Natural Resources, School of

 

Date of this Version

2021

Citation

Published in Journal of Environmental Management 291 (2021) 112550

doi:10.1016/j.jenvman.2021.112550

Comments

Copyright © 2021 Elsevier Ltd. Used by permission.

Abstract

A key pursuit in contemporary ecology is to differentiate regime shifts that are truly irreversible from those that are hysteretic.
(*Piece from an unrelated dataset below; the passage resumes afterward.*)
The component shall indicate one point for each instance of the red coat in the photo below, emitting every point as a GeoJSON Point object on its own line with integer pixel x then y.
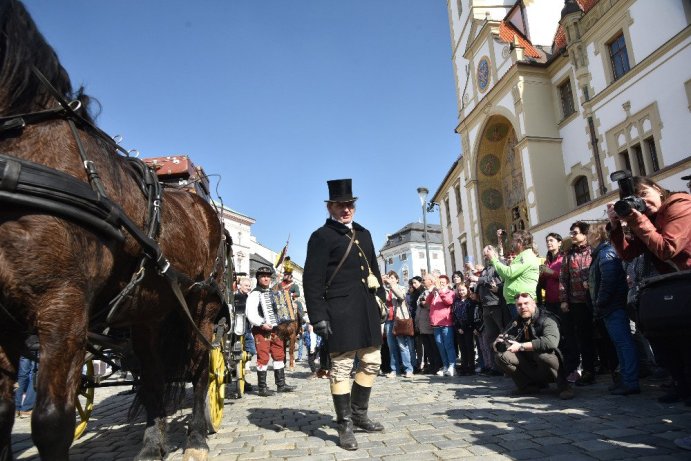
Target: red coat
{"type": "Point", "coordinates": [667, 236]}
Many ecological regime shifts have been labeled as irreversible without exploring the full range of variability in stabilizing feedbacks that have the potential to drive an ecological regime shift back towards a desirable ecological regime. Removing fire from grasslands can drive a regime shift to juniper woodlands that cannot be reversed using typical fire frequency and intensity thresholds, and has thus been considered irreversible. This study uses a unique, long-term experimental fire landscape co-dominated by grassland and closed-canopy juniper woodland to determine whether extreme fire can shift a juniper woodland regime back to grassland dominance using aboveground herbaceous biomass as an indicator of regime identity. We use a space-for-time substitute to quantify herbaceous biomass following extreme fire in juniper woodland up to 15 years post-fire and compare these with (i) 15 years of adjacent grassland recovery post-fire, (ii) unburned closed-canopy juniper woodland reference sites and (iii) unburned grassland reference sites. Our results show grassland dominance rapidly emerges following fires that operate above typical fire intensity thresholds, indicating that grassland-juniper woodlands regimes are hysteretic rather than irreversible. One year following fire, total herbaceous biomass in burned juniper stands was comparable to grasslands sites, having increased from 5 ± 3 g m2to 142 ± 42 g m2(+2785 ± 812 percent). Herbaceous dominance in juniper stands continued to persist 15- years after initial treatment, reaching a maximum of 337 ± 42 g m2eight years post-fire. In juniper encroached grasslands, fires that operate above typical fire intensity thresholds can provide an effective method to reverse juniper woodland regime shifts. This has major implications for regions where juniper encroachment threatens rancher-based economies and grassland biodiversity and provides an example of how to operationalize resilience theory to disentangle irreversible thresholds from hysteretic system behavior.